Tuesday, April 17, 2012

What We're Reading: Essays

When I Was a Child I Read Books, by Marilynne Robinson

Marilynne Robinson is a Pulitzer Prize-winning novelist (Gilead 2004) and a teacher at the University of Iowa Writers’ Workshop. This book of essays may be the first time we have noted a book of essays in this blog. The essay is not an especially popular reading genre, and that’s unfortunate because it has communicative strengths that are particular to the form. An essay seems to be the best place to communicate opinion and ideas (as opposed to historical scholarship or factual exposition) and the best place to construct a polemical argument for a particular point of view. Essays are one of the most direct forms of communication, but curiously, they often achieve that directness through a discursive way of approaching their subject, a method that seems to emulate the process of thought itself. It is this constructed simulation of thought, our witness to an apparently extemporaneous unfolding of ideas and values, that causes us to read what the author has to say to us with an unusual sense of intimacy, and perhaps receptiveness. An essay seems to be one of the most selfless forms of communication, one prompted by a sincerity--and struggle--of the author to clearly express something that he or she feels a desperate need to say to us. It is a generous act of writing. The ideas presented in an essay spur us to intellectual thought, but the form also has a way of suggesting that the author’s views on the subject at hand are but a particular efflorescence of a more comprehensive and integrated world view, to remind us that the essay models as well a particular author’s way of obtaining knowledge, of processing experience, and of making meaning. That adumbration seems to raise the stakes for what is being said and to connect us on an emotional level as we reference our own habits of mind, beliefs and values, as we consider what the author has written.

The title of this book might suggest to some readers that it is a book about childhood reading, or the importance of books, and so it is important to make it clear that this is not the case. Robinson does discuss her childhood reading in one of the essays, but these essays are concerned primarily with the devaluation of religious tradition in our modern world, and more particularly with the permutations and misrepresentations of that tradition that have become pervasive and commonplace. She argues against the widely accepted view of the Old Testament God as vindictive and angry, and that the moral law of the Old Testament was harsh and uncharitable. She examines the Puritan and Calvinist traditions, looking at the writings of John Calvin and Jonathan Edwards (wonderful English prose writing), and finds their notions of community and charity to be not only different from their present caricatures as harsh and unforgiving but more generous than our contemporary sense of justice and duty. Other essays look at the divisive war between religion and science that we take in these times as a matter of faith. She finds the easy dichotomy to be false and imaginatively confining for both. Robinson is concerned about the current notion of national “decline,” an idea that she believes has given rise to calls for austerity, an austerity she fears is being used to unburden us of our obligations of charity to those in need and our sense of commitment to community. These notions of troubled times and discounted aspirations she believes are causing us to doubt our own value and that of others, are diminishing our appreciation for the wonder and exceptional nature of human beings in the world.

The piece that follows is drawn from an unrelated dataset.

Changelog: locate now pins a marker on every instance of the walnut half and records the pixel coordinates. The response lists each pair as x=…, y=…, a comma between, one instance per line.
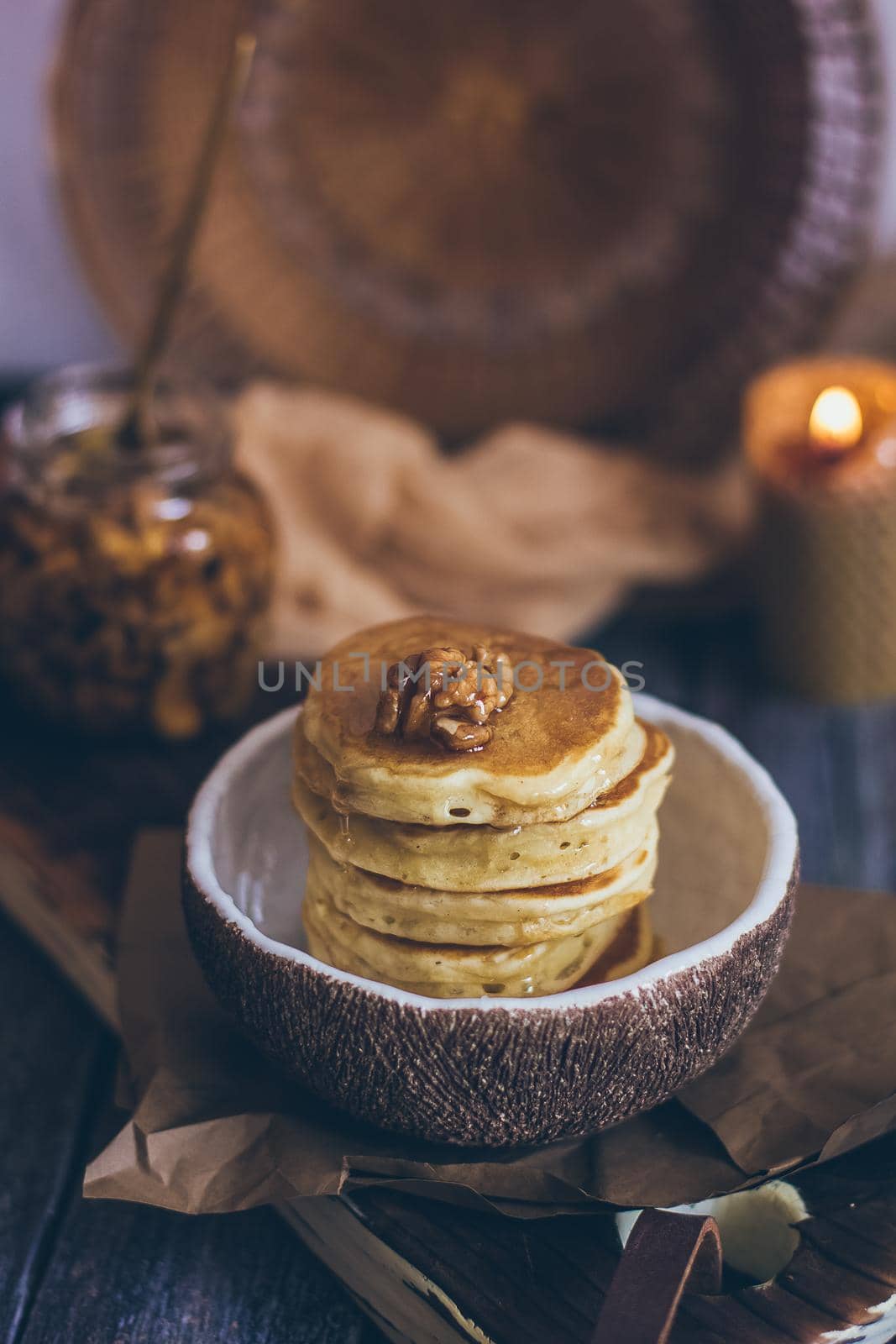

Her point of view is what we generally characterize as “humanism,” and the relevance of the humanist tradition with its religious underpinnings is what she argues for so eloquently here. Readers will find in these essays an optimism that is bracing, a belief in the power of reason, and a determination to defend tradition against obfuscation and devaluation in order to allow a place for mystery and wonder in our lives. The generosity she advocates and the vision of community she describes has at its foundation the belief that “The significance of every human destiny is absolute and equal.” You don’t have to be a believer and you don’t have to be an atheist (nor one of the muddled masses between) to find these essays of a congenial interest, for they address in imaginative and important ways the feeling of our times. They are about the fundamental ideas that frame our hope or despair about the future, those thoughts we forever sift and knead in our tenuous pursuit of happiness.